Sunday, August 14, 2016

The Pendulum and the Cross

By Jill Carattini and originally published at rzim.org
The average cell phone user would likely now claim that life without one would be more than inconvenient. Upon its invention, in more ways than one, we became untethered. There are entire generations that cannot remember getting tangled up in phone cords while trying to make dinner or reach for the passing toddler, while finishing that conversation with the loquacious neighbor. The thought of dashing home from work in order to make that important phone call now seems ridiculous. We make it on the way, sitting in traffic, driving to the next appointment, making a stop at the grocery store, or all three. For those who remember that phones used to have cords, it is with great appreciation that we are no longer operating with a five-foot radius. Yet, this is not to say that we don’t feel a tethering of a different sort. Owning a cell phone can foster the attitude that its owner is always available, always working, always obtainable. While there is no cord to which we are confined, the phone itself can seem the tether.
Ironically, these kinds of shifting dilemmas are not all that uncommon. Just as the pendulum swings in one direction offering some kind of correction, so we often find that the other side introduces a new set of problems or the same problem in a new form. Major and minor movements of history possess a similar, corrective rhythm, swinging from one extreme to another and finding trouble with both. The pendulum swings from one direction, often to an opposite error, or at best, to a new set of challenges.
Within and without the walls of religious institutions, people of faith, too, are continually responding to what we perceive needs correction. When the need to get away from dead, religious worship initiated certain shifts, it was an observation wisely discerned. But what this meant for many was unfortunately a shifting away from history, shared liturgies, and our own past—in many cases contributing to a different set of problems. While breaking away from the “religiosity” of history, many now find themselves tethered in a sense to all things contemporary and individual, unable to draw on the riches of the history from which we have isolated ourselves. While the intent may have been good, and in the case of the church, the shifts did separate us from certain problems within church history, it also seems to have separated us from all of history. As a result, many Christians now seem more divorced from history than ever, having swung so far in one direction that we can no longer see from whence we have come. Coupled with our culture’s general devaluing of anything that is “outdated,” the risk of seeing the church’s identity more in terms of today’s form than its enduring essence seems both high and hazardous.

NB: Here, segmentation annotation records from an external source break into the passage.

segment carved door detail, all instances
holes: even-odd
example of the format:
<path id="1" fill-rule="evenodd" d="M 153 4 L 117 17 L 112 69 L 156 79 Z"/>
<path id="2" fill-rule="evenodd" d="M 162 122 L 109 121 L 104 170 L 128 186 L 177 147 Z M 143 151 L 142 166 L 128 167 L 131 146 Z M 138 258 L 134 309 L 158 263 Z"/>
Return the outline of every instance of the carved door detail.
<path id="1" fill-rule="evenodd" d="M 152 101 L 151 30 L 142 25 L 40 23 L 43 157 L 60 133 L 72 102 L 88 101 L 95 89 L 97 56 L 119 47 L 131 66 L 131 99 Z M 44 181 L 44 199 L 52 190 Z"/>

Something in the image of the ever-oscillating pendulum reminds me of the counterculture professions and practices that are meant to root followers of Christ in an identity beyond the one that might exist at any given time or changing mood. In this ever-moving world, where technological improvements and ideological corrections come more quickly than we often have time to process, the Christian lives not in fear of the future or disdain of the past. Instead he prays for daily sustenance “on earth as it is in heaven” (Matthew 6:10). Jesus professes a community ‘upon whom the end of the ages have come'” (1 Corinthians 10:11). And in the midst of a culture consumed with the new, the contemporary, and the progressive, the church roots its very identity in this man who lived 2000 years ago, one who proclaimed the reign of God on earth here and now, but whose future return he also asked we look to expectantly.

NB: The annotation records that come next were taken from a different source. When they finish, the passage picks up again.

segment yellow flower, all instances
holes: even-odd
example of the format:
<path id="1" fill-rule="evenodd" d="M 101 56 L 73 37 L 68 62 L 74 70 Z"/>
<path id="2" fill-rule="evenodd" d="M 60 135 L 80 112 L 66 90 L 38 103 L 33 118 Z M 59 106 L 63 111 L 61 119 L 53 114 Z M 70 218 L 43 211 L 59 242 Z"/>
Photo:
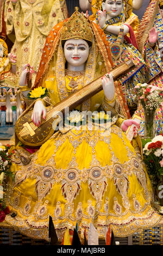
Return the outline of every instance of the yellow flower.
<path id="1" fill-rule="evenodd" d="M 3 145 L 2 145 L 1 143 L 0 143 L 0 151 L 3 151 L 5 150 L 5 147 Z"/>
<path id="2" fill-rule="evenodd" d="M 41 96 L 45 94 L 46 88 L 43 88 L 42 87 L 39 87 L 36 88 L 34 88 L 32 90 L 31 92 L 29 92 L 30 98 L 39 98 L 41 97 Z"/>

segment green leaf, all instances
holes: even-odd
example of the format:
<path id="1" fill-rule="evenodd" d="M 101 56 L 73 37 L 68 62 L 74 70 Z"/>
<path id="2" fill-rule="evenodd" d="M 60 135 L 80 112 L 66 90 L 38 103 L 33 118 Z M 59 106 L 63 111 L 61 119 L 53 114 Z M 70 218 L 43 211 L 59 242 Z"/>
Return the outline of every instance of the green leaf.
<path id="1" fill-rule="evenodd" d="M 163 167 L 161 167 L 160 169 L 159 170 L 159 172 L 160 175 L 163 175 Z"/>
<path id="2" fill-rule="evenodd" d="M 146 144 L 148 143 L 148 142 L 150 142 L 152 141 L 152 139 L 141 139 L 141 142 L 142 144 L 143 148 L 145 147 Z"/>

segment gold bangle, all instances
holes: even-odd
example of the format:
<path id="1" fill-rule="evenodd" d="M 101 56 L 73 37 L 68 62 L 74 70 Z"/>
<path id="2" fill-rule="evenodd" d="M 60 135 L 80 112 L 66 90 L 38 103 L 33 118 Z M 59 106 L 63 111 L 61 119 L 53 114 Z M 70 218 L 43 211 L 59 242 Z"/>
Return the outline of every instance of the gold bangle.
<path id="1" fill-rule="evenodd" d="M 43 105 L 46 107 L 46 105 L 45 105 L 45 103 L 44 102 L 44 100 L 42 98 L 38 98 L 36 100 L 35 100 L 35 103 L 36 103 L 37 101 L 39 101 L 39 100 L 41 100 L 41 101 L 42 101 L 42 102 L 43 103 Z"/>
<path id="2" fill-rule="evenodd" d="M 28 87 L 28 86 L 19 86 L 19 89 L 21 92 L 26 92 L 26 90 L 30 90 L 30 88 Z"/>
<path id="3" fill-rule="evenodd" d="M 106 103 L 107 103 L 108 104 L 111 104 L 111 103 L 113 103 L 116 100 L 116 94 L 115 94 L 113 99 L 111 100 L 108 100 L 106 97 L 105 96 L 105 101 Z"/>
<path id="4" fill-rule="evenodd" d="M 116 121 L 116 125 L 120 127 L 124 120 L 126 120 L 125 118 L 121 118 L 121 117 L 120 117 Z"/>
<path id="5" fill-rule="evenodd" d="M 106 24 L 104 27 L 102 29 L 103 30 L 105 30 L 105 28 L 106 28 L 106 27 L 108 27 L 108 26 L 109 26 L 109 24 Z"/>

Moreover, beside this spirit of awe for the next up and coming thing as a path to meaning, the church instead professes something Christ left behind as a means to understanding ourselves and our purpose today. Before going to the cross, Jesus imparted that the disciples were to continue breaking bread together, as they had done so often before, but that now these common meals would also hold new meaning. They could not go where Jesus was going, but they were to be partners in what was about to be done. The bread was to be his body which would be broken; the cup they shared was to be his own blood poured out and offered to all. And their repeated sharing in this common meal was to continually move them to participation in his dying, rising, and victorious life. In this, the disciples were to be united with Christ in an event that would inform all past, present, and future. Lesslie Newbigin explains, “[W]hen they are still far from beginning to understand what ‘the reign of God’ means, Jesus does a deed and gives a command that will bind them to him in a continually renewed and deepened participation in the mystery of his own being….The disciples will thus themselves become part of the revealed secret of the presence of the kingdom.”(1) So, too, Christians participate in this revealed secret today.

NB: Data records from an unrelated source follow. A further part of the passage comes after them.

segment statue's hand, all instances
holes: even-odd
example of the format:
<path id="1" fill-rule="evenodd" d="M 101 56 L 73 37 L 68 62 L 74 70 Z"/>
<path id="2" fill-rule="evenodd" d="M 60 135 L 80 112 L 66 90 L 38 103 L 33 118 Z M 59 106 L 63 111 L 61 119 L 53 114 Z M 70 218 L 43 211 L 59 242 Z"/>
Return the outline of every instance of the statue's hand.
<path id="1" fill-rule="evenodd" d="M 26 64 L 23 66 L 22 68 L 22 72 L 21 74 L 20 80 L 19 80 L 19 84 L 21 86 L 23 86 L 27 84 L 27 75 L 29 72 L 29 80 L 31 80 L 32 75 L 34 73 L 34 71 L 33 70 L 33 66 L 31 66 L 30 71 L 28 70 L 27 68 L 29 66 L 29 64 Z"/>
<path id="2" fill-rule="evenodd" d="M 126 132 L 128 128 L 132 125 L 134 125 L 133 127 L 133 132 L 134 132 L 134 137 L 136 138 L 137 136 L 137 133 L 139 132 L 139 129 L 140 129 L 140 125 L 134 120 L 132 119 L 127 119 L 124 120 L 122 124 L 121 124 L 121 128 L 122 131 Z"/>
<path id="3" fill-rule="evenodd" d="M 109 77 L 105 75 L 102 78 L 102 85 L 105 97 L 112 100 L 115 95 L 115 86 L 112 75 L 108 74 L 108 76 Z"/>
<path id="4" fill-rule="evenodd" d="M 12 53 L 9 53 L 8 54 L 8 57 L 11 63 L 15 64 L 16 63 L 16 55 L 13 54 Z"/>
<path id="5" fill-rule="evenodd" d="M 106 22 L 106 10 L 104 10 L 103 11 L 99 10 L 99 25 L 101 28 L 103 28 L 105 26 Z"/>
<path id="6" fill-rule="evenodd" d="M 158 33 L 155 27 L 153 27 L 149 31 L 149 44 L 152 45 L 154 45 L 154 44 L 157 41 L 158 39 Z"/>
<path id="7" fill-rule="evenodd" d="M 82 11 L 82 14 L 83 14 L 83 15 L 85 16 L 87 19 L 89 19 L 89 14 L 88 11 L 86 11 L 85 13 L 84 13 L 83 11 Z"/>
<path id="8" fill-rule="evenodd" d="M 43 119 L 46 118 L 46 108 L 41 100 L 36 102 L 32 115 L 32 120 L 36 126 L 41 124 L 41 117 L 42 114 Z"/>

Counterculturally then, the church holds a natural gift in this communion, a means of participating across time and space, history and the present, in which we discover again and again the one who nourishes body, soul, identity, and purpose. Though the pendulum swings, we can live both here and now, and with an understanding of all that is impending and at hand. We can live as those who mysteriously participate in the death and life of Christ. We can live as those who proclaim the reign of God presently. We can live expectantly, as we live further into the fullness of the kingdom, untethered to the whims and preferences of an ever-changing culture. Such partaking and participating unites us with Jesus in history, roots us into a tradition beyond the swing of any pendulum, and sends us out into the world within a culture ever-restless for the change that will finally make a difference. 
Jill Carattini is managing editor of A Slice of Infinity at Ravi Zacharias International Ministries in Atlanta, Georgia.

(1) Lesslie Newbigin, The Open Secret: An Introduction to the Theology of Mission (Grand Rapids: Eerdmans, 1995), 45.